La relâche et non la trêve
Un calendrier qui colle, finalement, plutôt bien avec celui de la CGT, FO, la FSU et Solidaires. Dans un communiqué commun, du 17 décembre, les centrales évoquent une période «sans trêve jusqu'à la fin de l'année 2019». Sans pour autant donner de rendez-vous particulier en décembre, si ce n'est en renvoyant à des manifestations locales. Certes, Solidaires évoque des «actions du week-end des 21 et 22 décembre, et le 28 décembre un temps fort, à l'appel notamment des syndicats cheminots, et d'autres secteurs en lutte». De même, la CGT annonce une intensification d'actions, comme celles des électriciens qui opèrent des coupures de courant.

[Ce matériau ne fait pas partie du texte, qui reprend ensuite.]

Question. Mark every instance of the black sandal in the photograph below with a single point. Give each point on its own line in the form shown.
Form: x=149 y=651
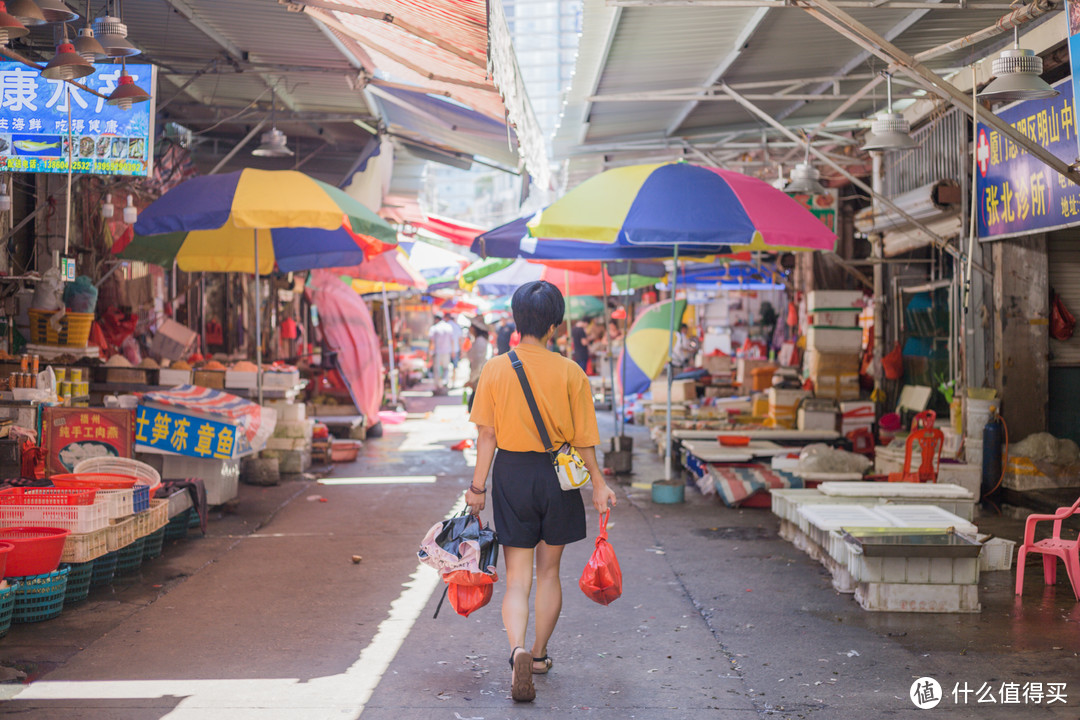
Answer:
x=522 y=689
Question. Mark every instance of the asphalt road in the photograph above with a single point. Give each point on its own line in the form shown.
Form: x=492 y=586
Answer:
x=267 y=617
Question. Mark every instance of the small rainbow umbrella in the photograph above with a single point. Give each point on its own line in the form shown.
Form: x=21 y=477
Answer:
x=645 y=352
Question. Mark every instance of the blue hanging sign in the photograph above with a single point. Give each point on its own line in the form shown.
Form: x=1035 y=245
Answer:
x=178 y=433
x=105 y=139
x=1017 y=192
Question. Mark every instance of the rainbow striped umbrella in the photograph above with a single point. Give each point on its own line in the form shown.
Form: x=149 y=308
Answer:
x=682 y=205
x=210 y=223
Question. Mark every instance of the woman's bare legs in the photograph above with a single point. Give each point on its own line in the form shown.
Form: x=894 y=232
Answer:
x=515 y=601
x=549 y=602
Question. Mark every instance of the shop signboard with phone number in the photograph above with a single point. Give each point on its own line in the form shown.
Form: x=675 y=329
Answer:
x=105 y=139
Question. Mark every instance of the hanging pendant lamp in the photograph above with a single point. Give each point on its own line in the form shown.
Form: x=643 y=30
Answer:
x=27 y=12
x=86 y=44
x=805 y=177
x=10 y=27
x=273 y=144
x=66 y=64
x=126 y=93
x=890 y=131
x=1016 y=76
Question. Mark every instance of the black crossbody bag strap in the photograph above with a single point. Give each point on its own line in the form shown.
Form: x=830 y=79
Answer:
x=520 y=369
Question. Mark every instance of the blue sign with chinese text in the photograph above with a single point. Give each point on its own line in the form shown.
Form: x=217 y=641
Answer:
x=104 y=138
x=1018 y=193
x=169 y=431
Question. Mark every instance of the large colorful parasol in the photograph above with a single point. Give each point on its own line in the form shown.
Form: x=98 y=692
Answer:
x=208 y=223
x=680 y=204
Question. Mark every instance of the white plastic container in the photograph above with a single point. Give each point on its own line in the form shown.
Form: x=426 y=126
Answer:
x=818 y=300
x=826 y=339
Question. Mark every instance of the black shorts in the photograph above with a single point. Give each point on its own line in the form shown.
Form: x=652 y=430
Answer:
x=529 y=505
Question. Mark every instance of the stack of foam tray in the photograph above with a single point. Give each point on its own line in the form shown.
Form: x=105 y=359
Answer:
x=928 y=567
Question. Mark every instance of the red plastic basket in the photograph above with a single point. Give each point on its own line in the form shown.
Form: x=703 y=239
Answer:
x=37 y=551
x=103 y=480
x=48 y=497
x=5 y=549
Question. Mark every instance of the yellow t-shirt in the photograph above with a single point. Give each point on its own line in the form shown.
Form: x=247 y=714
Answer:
x=562 y=392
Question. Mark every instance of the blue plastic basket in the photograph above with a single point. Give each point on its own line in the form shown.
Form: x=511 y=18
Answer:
x=7 y=607
x=130 y=557
x=154 y=542
x=40 y=597
x=105 y=569
x=140 y=499
x=79 y=576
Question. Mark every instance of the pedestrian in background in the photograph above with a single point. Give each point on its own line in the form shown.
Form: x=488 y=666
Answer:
x=534 y=517
x=441 y=344
x=477 y=355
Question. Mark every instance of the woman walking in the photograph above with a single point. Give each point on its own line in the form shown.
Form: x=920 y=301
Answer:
x=534 y=517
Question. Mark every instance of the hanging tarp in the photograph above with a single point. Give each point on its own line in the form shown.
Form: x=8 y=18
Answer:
x=347 y=325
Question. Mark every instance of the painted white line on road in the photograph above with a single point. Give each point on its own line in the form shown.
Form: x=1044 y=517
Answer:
x=334 y=697
x=386 y=479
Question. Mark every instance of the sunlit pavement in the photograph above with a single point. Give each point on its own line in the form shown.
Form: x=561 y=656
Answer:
x=269 y=617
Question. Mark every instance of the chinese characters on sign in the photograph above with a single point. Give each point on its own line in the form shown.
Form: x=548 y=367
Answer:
x=183 y=434
x=76 y=434
x=1018 y=193
x=104 y=139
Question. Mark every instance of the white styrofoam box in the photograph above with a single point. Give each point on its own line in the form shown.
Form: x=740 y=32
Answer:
x=826 y=339
x=908 y=597
x=171 y=378
x=289 y=411
x=244 y=379
x=278 y=380
x=919 y=570
x=302 y=429
x=997 y=554
x=835 y=317
x=815 y=420
x=835 y=300
x=968 y=476
x=895 y=490
x=925 y=516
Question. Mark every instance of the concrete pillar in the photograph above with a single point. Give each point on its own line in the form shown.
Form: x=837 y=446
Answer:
x=1022 y=333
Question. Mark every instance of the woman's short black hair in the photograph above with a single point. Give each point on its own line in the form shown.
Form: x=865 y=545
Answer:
x=537 y=306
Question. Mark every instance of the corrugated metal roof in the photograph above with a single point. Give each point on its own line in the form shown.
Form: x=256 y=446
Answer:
x=653 y=49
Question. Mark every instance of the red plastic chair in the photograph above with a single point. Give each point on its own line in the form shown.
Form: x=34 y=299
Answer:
x=1051 y=548
x=931 y=440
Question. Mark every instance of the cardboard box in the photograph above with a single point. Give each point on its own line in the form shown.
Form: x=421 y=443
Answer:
x=835 y=300
x=835 y=339
x=838 y=386
x=173 y=340
x=717 y=365
x=819 y=363
x=744 y=368
x=171 y=378
x=683 y=391
x=212 y=379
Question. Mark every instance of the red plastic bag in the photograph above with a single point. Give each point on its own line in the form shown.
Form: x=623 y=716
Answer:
x=1062 y=322
x=469 y=591
x=602 y=579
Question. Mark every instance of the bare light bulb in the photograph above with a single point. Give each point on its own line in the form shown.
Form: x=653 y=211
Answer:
x=131 y=213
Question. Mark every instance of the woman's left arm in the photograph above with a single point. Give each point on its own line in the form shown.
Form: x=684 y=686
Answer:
x=603 y=496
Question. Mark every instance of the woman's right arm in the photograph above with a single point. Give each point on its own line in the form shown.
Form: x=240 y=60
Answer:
x=485 y=453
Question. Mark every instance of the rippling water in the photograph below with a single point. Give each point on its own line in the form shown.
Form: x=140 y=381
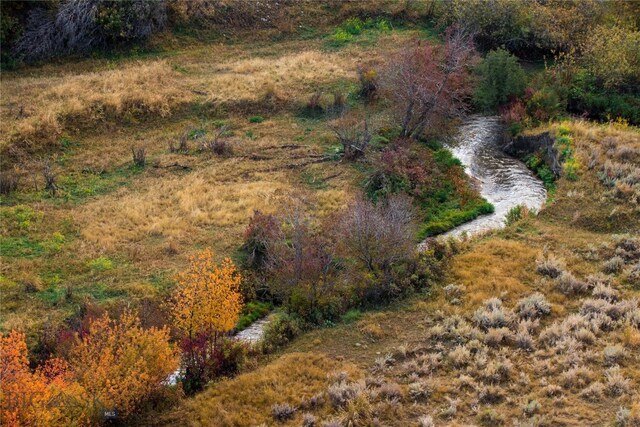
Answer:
x=505 y=182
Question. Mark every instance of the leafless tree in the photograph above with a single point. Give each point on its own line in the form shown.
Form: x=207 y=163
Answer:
x=300 y=260
x=378 y=235
x=353 y=134
x=427 y=82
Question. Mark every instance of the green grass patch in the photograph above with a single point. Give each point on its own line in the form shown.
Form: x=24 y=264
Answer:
x=251 y=312
x=20 y=247
x=351 y=316
x=449 y=215
x=100 y=264
x=353 y=28
x=536 y=163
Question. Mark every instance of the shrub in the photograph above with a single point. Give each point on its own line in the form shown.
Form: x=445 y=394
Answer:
x=9 y=181
x=490 y=418
x=533 y=306
x=532 y=407
x=491 y=315
x=490 y=394
x=112 y=361
x=593 y=392
x=390 y=391
x=139 y=156
x=569 y=285
x=378 y=235
x=353 y=135
x=351 y=316
x=50 y=178
x=282 y=411
x=501 y=79
x=100 y=264
x=428 y=82
x=368 y=78
x=605 y=292
x=420 y=390
x=460 y=356
x=251 y=312
x=616 y=383
x=341 y=393
x=309 y=420
x=515 y=214
x=217 y=144
x=551 y=267
x=613 y=265
x=426 y=421
x=260 y=234
x=613 y=354
x=282 y=329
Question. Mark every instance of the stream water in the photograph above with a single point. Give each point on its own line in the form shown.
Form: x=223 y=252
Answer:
x=504 y=181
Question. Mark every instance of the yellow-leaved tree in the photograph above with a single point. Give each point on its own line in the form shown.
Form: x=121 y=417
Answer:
x=206 y=304
x=207 y=299
x=120 y=363
x=47 y=396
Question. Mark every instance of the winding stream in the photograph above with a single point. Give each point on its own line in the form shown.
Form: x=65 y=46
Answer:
x=505 y=182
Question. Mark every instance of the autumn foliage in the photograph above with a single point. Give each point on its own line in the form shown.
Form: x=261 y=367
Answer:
x=115 y=364
x=207 y=298
x=122 y=364
x=206 y=304
x=27 y=397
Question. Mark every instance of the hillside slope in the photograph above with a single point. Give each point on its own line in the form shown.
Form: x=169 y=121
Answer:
x=537 y=324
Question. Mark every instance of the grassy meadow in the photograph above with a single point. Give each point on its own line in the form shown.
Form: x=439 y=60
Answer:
x=426 y=356
x=305 y=146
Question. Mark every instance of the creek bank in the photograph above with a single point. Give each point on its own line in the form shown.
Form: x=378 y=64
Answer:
x=504 y=180
x=522 y=147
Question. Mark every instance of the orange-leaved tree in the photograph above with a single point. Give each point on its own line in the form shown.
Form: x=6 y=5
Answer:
x=207 y=299
x=205 y=305
x=122 y=364
x=47 y=396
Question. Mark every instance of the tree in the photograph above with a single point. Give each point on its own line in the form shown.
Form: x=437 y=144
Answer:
x=120 y=363
x=429 y=82
x=353 y=134
x=301 y=264
x=26 y=396
x=378 y=235
x=205 y=305
x=501 y=79
x=612 y=55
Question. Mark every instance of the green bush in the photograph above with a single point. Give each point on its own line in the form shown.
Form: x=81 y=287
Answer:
x=251 y=312
x=351 y=316
x=586 y=95
x=501 y=79
x=353 y=26
x=341 y=37
x=515 y=214
x=281 y=331
x=100 y=264
x=537 y=165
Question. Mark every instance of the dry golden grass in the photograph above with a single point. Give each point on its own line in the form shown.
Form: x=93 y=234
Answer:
x=37 y=110
x=247 y=399
x=497 y=389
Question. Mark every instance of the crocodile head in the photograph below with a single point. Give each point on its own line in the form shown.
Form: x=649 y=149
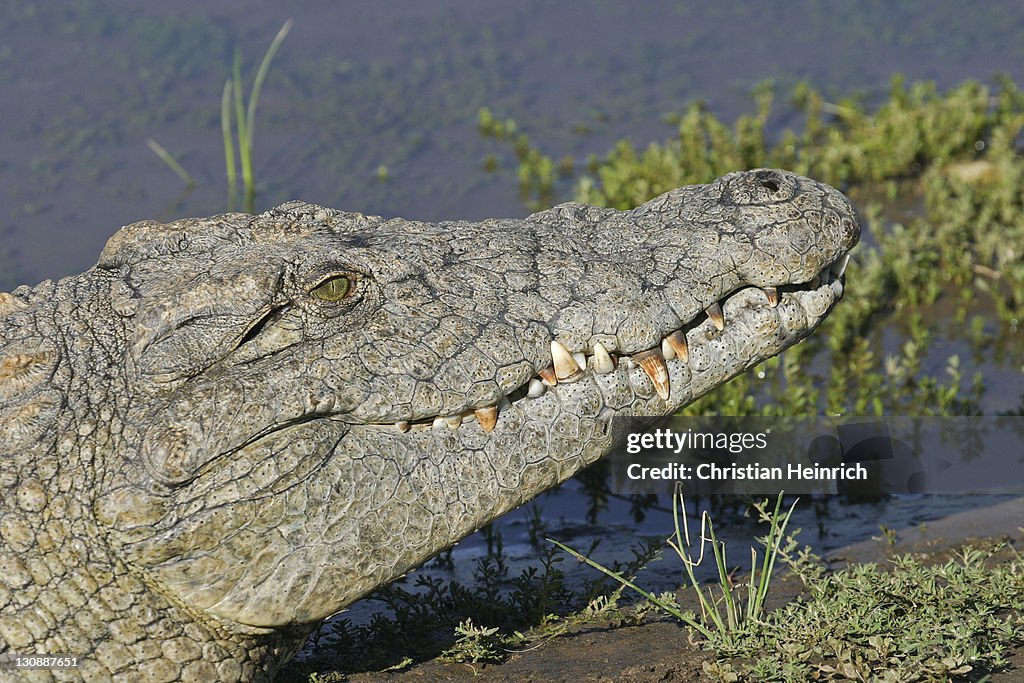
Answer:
x=310 y=402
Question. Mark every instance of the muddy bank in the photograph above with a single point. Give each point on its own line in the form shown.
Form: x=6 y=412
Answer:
x=658 y=649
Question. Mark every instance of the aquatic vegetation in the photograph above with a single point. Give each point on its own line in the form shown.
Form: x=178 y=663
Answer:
x=238 y=121
x=911 y=621
x=938 y=177
x=720 y=616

Mais la prochaine journée de mobilisation interprofessionnelle annoncée est relativement éloignée : le 9 janvier. De quoi, sans en avoir l'air, acter un certain ralentissement temporaire de la mobilisation. Plusieurs éléments ont pu peser dans la balance : le risque de perdre le soutien l'opinion publique – aujourd'hui plutôt favorable au mouvement – en cas de perturbations trop fortes des transports pour les fêtes, ou encore celui de voir le gros des troupes absent, car parties, elles aussi, en vacances. Les centrales, rejointes par la CGC (cadres), font donc le pari de réussir à relancer la machine à contestation le 9 janvier, après quelques jours, non de trêve (excepté la CGC qui y est favorable), mais de relâche. Au risque de fâcher les grévistes, notamment de la SNCF et de la RATP, qui eux, promettent de rester sur le pont. Et s'inquiètent de se retrouver seuls en lutte pendant les fêtes. «Les confédérations ont décidé de capituler face à ce gouvernement et de partir en vacances jusqu'au 9 janvier», grinçait l'Unsa RATP, le 19 décembre.